Rumblings of concern about running dump trucks through coastal neighborhoods to haul sand to Collier County’s beaches rather than dredging it from offshore got a bit louder Monday.

County officials received bids for a major beach widening project planned to begin later this year, and all three bids came from truck haulers who said they likely would use sand from an Immokalee mine.

One dredging contractor, the same company that did the county’s last beach widening project in 2006, submitted a letter explaining that it wasn’t bidding on this project because of complexities in the bid documents.

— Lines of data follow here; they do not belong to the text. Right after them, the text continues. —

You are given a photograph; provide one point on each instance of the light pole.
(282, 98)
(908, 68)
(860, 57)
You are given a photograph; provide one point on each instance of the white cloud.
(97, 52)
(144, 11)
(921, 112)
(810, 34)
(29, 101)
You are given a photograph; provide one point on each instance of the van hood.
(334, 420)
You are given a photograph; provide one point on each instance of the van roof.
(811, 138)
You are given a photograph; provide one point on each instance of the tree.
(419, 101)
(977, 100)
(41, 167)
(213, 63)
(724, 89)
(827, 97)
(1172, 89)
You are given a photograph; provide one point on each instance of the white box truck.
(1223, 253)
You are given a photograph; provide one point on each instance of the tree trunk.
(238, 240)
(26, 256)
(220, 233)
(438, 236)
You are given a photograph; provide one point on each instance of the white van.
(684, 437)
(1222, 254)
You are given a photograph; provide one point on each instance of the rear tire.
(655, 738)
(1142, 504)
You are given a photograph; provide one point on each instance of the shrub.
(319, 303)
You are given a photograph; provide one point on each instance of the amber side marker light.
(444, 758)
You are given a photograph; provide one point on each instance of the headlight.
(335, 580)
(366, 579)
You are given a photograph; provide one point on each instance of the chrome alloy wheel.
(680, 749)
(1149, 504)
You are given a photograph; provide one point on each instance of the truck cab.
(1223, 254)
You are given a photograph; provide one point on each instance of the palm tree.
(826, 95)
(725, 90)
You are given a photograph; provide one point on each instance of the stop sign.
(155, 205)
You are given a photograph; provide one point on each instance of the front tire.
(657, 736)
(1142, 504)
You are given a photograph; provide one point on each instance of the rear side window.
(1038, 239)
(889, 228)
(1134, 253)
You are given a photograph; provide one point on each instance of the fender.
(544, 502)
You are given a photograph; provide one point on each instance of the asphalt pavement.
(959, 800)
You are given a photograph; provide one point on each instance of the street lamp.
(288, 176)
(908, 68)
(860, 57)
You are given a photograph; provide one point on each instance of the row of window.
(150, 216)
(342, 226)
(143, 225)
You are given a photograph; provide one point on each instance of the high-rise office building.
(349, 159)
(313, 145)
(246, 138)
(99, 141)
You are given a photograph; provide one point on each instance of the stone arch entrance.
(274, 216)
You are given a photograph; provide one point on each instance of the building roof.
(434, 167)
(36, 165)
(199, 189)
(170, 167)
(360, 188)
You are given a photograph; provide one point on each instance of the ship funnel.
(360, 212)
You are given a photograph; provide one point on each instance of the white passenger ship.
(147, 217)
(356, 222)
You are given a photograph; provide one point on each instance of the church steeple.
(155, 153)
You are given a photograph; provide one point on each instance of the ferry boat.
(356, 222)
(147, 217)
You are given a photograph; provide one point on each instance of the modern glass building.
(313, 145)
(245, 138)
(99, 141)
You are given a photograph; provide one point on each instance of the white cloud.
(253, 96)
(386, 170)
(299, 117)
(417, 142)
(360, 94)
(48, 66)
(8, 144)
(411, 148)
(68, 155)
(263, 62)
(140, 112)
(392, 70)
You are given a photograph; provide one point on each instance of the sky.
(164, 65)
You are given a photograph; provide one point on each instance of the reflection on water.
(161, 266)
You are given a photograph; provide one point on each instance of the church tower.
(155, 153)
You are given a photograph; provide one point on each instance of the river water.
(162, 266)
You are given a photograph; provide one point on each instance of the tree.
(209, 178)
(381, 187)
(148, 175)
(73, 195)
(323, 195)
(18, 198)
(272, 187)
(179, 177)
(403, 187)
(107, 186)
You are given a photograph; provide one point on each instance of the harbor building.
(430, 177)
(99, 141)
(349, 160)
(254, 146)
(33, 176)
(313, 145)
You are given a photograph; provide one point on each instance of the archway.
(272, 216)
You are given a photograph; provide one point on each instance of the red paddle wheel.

The bid opening sets up a potential decision by county commissioners to rebid the project differently to satisfy dredging companies or to accept one of the truck haul bids in the face of a potential uproar from residents whose streets would become routes for thousands of sand-delivery trucks heading to beaches in Naples, Park Shore and Vanderbilt Beach.

“I certainly hope they have better judgment than that,” Naples Mayor John Sorey said Monday of county officials. “Truck haul is not an acceptable option.”

Haulers said their trucks would hold 18 cubic yards of sand, which would mean anywhere from 36,000 to 46,000 round trips to and from the beaches, based on the range of project sizes being debated.

Not only would a truck haul clog Naples’ network of residential roads, it also would require equipment moving sand for long distances on the beach just as tourist season is getting revved up this coming winter, Sorey said.

Gulf Shore Property Owners Association President Hans Gruenberg said his group’s 36 condominium association members between the Naples Beach Hotel & Golf Club and Doctors Pass have “major concerns.”

“It’s a disaster,” he said. “I can’t imagine that during the height of tourist season. I think it would be a tremendous burden.”

On Vanderbilt Beach, at least one civic leader said disruptions just come with the territory when it comes to beach renourishment — whether it’s by dredge or truck haul.

“For my neighborhood, it’s a necessary evil,” said Vanderbilt Beach Residents Association secretary and spokeswoman Kathy Robbins.

She said she was more concerned that no dredging companies bid on the Collier County beach job and said the county staff should rebid the work.

“That’s disturbing to me that we’ve got a lopsided bid,” Robbins said.

As county commissioners debated how large the beach project should be, the bid documents that were offered to companies split the job into increments of sand volumes and asked bidders to provide a price per cubic yard of sand for each increment.

For the 2006 beach project, bidders knew the size of the job and where the sand would go, details that dredging companies say they need to calculate their bids, according to the letter from Great Lakes Dredge and Dock Co.

Even among the bids received Monday, purchasing agents said they needed more time to analyze them before declaring a low bidder. That could happen by mid-May, county officials said.

Bidders were Ranger Construction Industries in Winter Garden in Central Florida, Eastman Aggregates in Lake Wales in Central Florida and Lanzo Construction in Deerfield Beach on Florida’s east coast.

County purchasing agent Scott Johnson said later Monday that a closer review found a “wide array of problems” with the way companies bid the job.

Coastal projects manager Gary McAlpin, a county government official, hinted that the bids might have to be thrown out and the county would start from scratch.

“You don’t know if we have a legitimate competitive bid,” he said.